Trump envisage une action contre l'Iran et affirme un pacte avec les Houthis alors que Téhéran passe en alerte Code 100
Donald Trump a déclaré qu'il décidait s'il devait frapper l'Iran tout en affirmant que les Houthis du Yémen avaient accepté de ne pas cibler les États-Unis, alors que Téhéran a placé ses forces armées en état d'alerte maximale.
Déclarations à Fox News et contacts avec les Houthis
Le 20 septembre 2026, le président américain Donald Trump a déclaré dans un entretien avec Fox News qu'il se trouve actuellement dans une phase de prise de décision concernant des actions militaires impliquant l'Iran. Selon le reportage du correspondant de Fox News Trey Yingst, Trump a affirmé que Washington maintient un contact permanent avec les rebelles houthis du Yémen, qui ont accepté de s'abstenir d'attaquer des cibles américaines. En abordant la politique envers Téhéran, Trump a présenté trois options spécifiques à l'étude : éliminer complètement le pays, le laisser pourrir économiquement, ou négocier un accord formel, prévoyant que des développements significatifs se produiront dans un avenir proche.
Ma question est de savoir si et quand je ferai sauter tout le pays. Il serait bon qu'ils se comportent correctement.
Alerte militaire iranienne et menaces de représailles
Suite aux informations sur des opérations américaines potentielles, la télévision d'État iranienne a annoncé que le commandement central des forces armées de la République islamique d'Iran et le Corps des gardiens de la révolution islamique (CGRI) ont été placés au plus haut niveau de préparation militaire, désigné sous le nom de « Code 100 ». Ce statut est activé lorsque le commandement militaire iranien estime qu'une frappe ennemie est imminente.

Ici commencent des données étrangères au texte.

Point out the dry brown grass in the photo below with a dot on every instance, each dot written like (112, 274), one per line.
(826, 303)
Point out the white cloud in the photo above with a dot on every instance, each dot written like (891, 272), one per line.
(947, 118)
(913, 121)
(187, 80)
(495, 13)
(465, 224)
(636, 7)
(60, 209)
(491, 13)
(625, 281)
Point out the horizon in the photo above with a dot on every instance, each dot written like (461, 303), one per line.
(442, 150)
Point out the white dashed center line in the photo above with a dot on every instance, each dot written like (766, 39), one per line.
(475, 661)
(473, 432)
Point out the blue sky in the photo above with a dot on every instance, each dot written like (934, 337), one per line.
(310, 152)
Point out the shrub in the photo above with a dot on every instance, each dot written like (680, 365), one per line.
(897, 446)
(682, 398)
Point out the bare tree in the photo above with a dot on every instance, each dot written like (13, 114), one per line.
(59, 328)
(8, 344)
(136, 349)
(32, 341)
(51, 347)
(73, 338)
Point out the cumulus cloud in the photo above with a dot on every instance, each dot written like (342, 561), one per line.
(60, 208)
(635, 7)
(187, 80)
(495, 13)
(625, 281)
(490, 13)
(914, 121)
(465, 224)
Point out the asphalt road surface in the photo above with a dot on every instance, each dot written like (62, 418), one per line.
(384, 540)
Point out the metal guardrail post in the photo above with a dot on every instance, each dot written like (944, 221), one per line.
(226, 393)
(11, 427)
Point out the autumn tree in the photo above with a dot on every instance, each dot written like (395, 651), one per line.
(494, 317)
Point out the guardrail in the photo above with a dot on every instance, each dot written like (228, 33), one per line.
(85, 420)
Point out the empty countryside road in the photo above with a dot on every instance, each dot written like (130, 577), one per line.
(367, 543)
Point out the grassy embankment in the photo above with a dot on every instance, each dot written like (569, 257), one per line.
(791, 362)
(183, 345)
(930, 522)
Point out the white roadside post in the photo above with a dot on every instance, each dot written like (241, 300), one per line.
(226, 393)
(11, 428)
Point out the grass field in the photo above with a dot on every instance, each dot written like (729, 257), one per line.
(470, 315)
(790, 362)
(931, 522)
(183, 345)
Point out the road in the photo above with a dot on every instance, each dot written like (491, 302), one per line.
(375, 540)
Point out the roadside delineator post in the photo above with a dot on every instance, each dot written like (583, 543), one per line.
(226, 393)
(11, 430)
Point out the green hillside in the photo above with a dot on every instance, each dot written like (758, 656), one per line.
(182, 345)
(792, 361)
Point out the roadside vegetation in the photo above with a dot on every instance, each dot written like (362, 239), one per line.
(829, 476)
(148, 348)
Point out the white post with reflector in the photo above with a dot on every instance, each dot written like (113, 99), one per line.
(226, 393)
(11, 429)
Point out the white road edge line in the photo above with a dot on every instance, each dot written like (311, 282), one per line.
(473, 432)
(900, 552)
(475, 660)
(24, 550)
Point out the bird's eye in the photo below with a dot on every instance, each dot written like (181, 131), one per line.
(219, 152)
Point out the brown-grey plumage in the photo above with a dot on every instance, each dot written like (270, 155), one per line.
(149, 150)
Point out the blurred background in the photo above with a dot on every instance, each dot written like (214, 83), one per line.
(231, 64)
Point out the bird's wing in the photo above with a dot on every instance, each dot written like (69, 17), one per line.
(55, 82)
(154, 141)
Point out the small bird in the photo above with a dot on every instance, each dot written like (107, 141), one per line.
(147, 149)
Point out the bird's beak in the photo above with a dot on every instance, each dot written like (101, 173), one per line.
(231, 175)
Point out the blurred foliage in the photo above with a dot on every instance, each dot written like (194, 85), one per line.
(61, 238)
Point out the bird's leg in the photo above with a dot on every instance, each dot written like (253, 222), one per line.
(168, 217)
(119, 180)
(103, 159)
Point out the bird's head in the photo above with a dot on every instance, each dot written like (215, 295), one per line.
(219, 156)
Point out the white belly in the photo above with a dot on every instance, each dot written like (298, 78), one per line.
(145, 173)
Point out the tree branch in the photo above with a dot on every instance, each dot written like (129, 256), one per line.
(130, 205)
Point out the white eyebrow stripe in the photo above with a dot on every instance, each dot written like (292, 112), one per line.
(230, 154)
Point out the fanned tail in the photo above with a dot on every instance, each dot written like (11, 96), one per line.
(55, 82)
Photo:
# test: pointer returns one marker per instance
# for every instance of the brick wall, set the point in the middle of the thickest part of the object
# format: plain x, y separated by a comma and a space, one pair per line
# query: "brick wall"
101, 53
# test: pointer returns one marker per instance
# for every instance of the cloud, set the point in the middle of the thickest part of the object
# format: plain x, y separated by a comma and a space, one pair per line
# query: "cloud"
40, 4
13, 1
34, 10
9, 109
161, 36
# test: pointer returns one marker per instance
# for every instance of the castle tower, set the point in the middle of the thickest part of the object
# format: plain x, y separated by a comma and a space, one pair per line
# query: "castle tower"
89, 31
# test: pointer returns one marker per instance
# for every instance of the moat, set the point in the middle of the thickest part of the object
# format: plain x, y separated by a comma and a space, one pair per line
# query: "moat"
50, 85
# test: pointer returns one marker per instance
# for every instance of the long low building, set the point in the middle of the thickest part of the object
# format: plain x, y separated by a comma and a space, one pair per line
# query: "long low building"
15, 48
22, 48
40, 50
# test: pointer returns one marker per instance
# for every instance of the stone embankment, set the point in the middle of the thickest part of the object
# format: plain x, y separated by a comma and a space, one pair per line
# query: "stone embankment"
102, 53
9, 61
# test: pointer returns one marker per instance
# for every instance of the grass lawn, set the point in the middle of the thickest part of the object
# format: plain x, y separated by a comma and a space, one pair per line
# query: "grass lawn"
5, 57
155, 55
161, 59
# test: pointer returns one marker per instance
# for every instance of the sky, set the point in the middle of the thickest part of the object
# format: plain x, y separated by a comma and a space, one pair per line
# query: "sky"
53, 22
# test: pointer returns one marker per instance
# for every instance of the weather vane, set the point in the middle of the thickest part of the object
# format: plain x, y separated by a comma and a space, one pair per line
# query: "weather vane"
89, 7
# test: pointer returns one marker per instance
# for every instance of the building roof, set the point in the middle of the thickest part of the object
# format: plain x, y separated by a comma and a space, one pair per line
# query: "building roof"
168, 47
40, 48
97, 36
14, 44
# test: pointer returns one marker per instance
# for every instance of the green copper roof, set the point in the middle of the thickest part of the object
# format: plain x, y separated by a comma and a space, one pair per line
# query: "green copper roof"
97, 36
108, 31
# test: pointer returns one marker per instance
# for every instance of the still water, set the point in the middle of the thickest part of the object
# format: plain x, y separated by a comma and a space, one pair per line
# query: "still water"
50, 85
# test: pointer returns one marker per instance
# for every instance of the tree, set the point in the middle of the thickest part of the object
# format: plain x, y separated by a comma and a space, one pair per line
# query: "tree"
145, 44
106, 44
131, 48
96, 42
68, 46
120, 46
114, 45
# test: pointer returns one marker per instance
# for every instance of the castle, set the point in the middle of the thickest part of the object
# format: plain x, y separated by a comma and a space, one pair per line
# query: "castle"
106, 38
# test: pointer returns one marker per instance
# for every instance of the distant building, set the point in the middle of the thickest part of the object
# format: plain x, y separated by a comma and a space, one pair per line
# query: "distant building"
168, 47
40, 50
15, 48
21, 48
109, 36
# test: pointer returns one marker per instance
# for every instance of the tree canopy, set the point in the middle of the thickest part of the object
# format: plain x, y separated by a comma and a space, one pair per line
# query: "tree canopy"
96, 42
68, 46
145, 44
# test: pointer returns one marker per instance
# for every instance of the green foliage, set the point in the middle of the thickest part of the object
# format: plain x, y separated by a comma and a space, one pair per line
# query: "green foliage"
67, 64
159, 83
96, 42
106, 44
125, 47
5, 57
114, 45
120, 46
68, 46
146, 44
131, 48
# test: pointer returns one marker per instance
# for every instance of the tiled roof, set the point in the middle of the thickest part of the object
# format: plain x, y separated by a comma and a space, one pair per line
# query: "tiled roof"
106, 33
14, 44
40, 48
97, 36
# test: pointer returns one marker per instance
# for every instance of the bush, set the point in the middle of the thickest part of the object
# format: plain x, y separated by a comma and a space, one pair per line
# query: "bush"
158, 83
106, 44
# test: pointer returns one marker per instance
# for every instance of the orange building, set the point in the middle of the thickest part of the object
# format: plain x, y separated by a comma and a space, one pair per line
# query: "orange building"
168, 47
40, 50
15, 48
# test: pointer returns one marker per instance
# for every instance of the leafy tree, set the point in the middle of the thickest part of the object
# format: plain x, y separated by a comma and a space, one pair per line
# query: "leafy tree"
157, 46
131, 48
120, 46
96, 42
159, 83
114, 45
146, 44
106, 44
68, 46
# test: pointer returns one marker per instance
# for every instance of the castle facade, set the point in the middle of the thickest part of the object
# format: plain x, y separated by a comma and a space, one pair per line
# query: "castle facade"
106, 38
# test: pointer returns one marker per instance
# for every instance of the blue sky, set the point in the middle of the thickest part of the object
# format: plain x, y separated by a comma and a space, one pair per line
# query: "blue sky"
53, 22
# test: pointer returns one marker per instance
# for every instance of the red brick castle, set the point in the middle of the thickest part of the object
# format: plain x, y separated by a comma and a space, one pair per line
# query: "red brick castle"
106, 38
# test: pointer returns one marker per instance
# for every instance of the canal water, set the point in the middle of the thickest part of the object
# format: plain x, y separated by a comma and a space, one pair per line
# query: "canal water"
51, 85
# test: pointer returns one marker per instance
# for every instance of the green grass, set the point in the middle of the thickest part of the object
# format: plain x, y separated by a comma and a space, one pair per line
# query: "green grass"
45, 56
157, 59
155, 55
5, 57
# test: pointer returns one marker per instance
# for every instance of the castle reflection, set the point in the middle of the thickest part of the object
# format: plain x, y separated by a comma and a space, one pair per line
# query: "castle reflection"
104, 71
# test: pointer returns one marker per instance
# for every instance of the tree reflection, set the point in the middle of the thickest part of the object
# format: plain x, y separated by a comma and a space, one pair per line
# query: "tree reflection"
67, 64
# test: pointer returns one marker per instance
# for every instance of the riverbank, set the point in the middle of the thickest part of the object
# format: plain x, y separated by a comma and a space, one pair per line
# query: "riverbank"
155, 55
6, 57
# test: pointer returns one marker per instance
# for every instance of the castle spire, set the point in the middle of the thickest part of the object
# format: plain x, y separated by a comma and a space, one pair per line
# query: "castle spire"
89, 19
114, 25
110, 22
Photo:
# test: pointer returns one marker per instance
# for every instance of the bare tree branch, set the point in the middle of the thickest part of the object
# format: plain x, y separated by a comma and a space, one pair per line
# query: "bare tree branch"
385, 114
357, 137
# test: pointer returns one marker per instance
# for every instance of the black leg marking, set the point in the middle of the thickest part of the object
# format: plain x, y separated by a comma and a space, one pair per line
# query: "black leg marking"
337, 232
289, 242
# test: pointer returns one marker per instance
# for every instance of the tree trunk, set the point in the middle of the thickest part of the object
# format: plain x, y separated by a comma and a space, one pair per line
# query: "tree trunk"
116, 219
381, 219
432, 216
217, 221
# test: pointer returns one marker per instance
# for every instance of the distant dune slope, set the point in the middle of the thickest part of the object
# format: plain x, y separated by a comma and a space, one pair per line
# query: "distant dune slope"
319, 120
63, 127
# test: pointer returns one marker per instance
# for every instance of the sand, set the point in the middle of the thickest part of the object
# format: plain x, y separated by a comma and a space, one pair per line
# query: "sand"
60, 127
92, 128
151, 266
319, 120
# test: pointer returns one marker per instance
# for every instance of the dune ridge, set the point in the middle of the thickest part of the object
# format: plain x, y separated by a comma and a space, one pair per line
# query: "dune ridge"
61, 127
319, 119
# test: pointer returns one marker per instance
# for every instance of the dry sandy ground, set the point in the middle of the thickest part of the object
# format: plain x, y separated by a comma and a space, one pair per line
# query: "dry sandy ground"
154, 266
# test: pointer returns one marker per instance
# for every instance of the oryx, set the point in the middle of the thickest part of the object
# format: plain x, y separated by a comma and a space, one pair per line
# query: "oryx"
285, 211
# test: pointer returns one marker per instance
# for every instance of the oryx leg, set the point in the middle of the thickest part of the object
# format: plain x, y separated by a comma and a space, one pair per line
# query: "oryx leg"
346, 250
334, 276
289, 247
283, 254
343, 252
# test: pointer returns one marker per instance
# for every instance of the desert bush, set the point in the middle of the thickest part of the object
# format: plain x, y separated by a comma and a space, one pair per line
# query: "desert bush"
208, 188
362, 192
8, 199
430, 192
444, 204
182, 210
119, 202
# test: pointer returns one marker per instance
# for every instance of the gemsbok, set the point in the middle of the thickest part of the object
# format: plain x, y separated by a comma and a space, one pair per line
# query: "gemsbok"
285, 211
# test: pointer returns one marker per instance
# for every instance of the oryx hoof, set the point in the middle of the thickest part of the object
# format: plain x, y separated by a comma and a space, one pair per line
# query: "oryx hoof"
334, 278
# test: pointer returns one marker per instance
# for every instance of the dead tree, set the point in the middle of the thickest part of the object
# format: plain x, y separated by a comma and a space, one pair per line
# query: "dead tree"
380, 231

Les autorités militaires iraniennes ont déclaré que toute attaque sera répondue par des frappes continues contre les bases militaires américaines dans la région, et que tout État du Moyen-Orient soutenant l'opération sera traité comme un participant actif. La posture militaire a d'abord été détectée par le Commandement central américain (CENTCOM) avant d'être rendue publique comme pression sur Washington.
- Trump évalue des options de frappe contre les forces houthies tandis que l'Iran place son armée en alerte Code 100.
- Trump déclare qu'il décide des options sur l'Iran et rapporte un accord houthi pour épargner les cibles américaines.
- Le directeur de la CIA John Ratcliffe s'entretient avec le président égyptien Abdel Fattah el-Sisi sur la sécurité régionale.
- L'Assemblée générale de l'ONU s'ouvre à New York dans un contexte de contact diplomatique potentiel entre Trump et Pezeshkian.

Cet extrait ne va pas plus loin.